Amtrak began canceling train service Saturday night to parts of the East Coast, including between Washington and New York. Airlines started moving planes out of airports to avoid damage and added Sunday flights out of New York and Washington in preparation for flight cancellations on Monday.

The Virginia National Guard was authorized to call up to 500 troops for debris removal and road-clearing, while homeowners stacked sandbags at their front doors in coastal towns.

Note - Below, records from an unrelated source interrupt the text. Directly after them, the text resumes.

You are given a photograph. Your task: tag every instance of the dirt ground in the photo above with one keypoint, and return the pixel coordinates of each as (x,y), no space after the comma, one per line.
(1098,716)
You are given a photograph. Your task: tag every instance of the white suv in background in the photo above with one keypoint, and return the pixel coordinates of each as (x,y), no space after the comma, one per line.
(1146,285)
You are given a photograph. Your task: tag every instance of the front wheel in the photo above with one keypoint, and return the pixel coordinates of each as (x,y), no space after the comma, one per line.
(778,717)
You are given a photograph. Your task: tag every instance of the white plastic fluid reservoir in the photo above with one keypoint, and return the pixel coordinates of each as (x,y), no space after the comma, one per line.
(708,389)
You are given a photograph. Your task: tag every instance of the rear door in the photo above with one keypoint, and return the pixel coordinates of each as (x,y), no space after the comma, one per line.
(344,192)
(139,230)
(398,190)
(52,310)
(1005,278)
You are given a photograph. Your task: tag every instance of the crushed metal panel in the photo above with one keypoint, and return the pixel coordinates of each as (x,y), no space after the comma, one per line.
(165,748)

In Arlington, just outside Washington, D.C., a few shoppers strolled in and out of a supermarket. Cathy Davis said the supermarket was sold out of the water she wanted to purchase, but she wasn’t doing much else to prepare. She figured she would bring her outdoor furniture inside later in the day, and might make some chili.

She said the storm did lead her to decide against decorating for Halloween.

“I was like, ‘Eh, it will just be blown away anyway,’” she said. “What’s the point?”

President Barack Obama was monitoring the storm and working with state and locals governments to make sure they get the resources needed to prepare, administration officials said.

In North Carolina’s Outer Banks, there was some scattered, minor flooding at daybreak Sunday on the beach road in Nags Head. Rising tides and pounding waves were expected as the day wore on.

DeWitt Quinn of the mainland city of Badin, N.C., was in the Outer Banks for his annual fishing trip when Sandy threatened to disrupt his plans.

“We’ve got cards. We’ve got computers. We’ve got food. We’re going to cook our brains out and eat very well,” Quinn said.

In New Jersey, hundreds of coastal residents started moving inland.

Gov. Chris Christie’s emergency declaration will force the shutdown of Atlantic City’s 12 casinos for only the fourth time in the 34-year history of legalized gambling here. City officials said they would begin evacuating the gambling hub’s 30,000 residents at noon Sunday, busing them to mainland shelters and schools.

The storm also forced the presidential campaign to juggle schedules. Mitt Romney scrapped plans to campaign Sunday in Virginia and switched his schedule for the day to Ohio. First lady Michelle Obama canceled an appearance in New Hampshire for Tuesday, and Obama moved a Monday departure for Florida to Sunday night to beat the storm. He also canceled appearances in northern Virginia on Monday and Colorado on Tuesday.